I live in a saltbox colonial. When you come to my door, you will look for the doorbell. It isn't there. The man who built our house loved early American architecture. He incorporated many period-correct elements, like multiple fireplaces, wide-plank floors, and mullioned windows. But no overhead lights and no doorbells. I've always wanted to ask him why he stooped to include flushing toilets.
So guests are forced to announce their arrival by pounding. You can tell a lot about someone in that situation. A single gentle knock, the technique favored by my mother-in-law, indicates politesse and endearing optimism -- that we are right there, on the other side of the door, anticipating her arrival and reaching for the knob with alacrity. So sweet. Most people bang away because they're hungry, dammit, and they can smell the food from around the bend.
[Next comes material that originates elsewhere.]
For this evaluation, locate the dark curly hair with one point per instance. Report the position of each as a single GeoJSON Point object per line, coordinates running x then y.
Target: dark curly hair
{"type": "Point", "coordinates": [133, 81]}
Recently, I purchased this chinoiserie bamboo shelf and mirror for my compact little entry way. Both pieces came from an estate sale held at a home fortified with two moats, cameras mounted along the winding driveway, motion sensors behind every shrub, and alarms aplenty. I kept begging my husband to create diversions while I looked for evidence of drug trafficking but he got caught up in the inspiring collection of rabbit's foot keychains.
I like the birds on this mirror. Back in 2013, I listened to Christiane Lemieux, the founder of DwellStudio, talk about design influences. She said that for the past several years, if she "put a bird on a product, it would sell." Bird popularity has not abated, which Christiane attributes to the way the internet works -- trends become deeply-rooted and consumers latch on and don't let go. If you ask me, that's a counterintuitive theory in an age of endless imagery and vast choices, but I think she's right.
The top of the shelf features an illustration of what could be Roman soldiers marching off to fight, I don't know, probably the Persians. Both empires missed the boat. If they had concentrated their efforts on depilatory solutions for their womenfolk, everyone could have been rich and happy. Speaking of cosmetics, both cane pieces probably need to be relacquered. But that is a problem for another day.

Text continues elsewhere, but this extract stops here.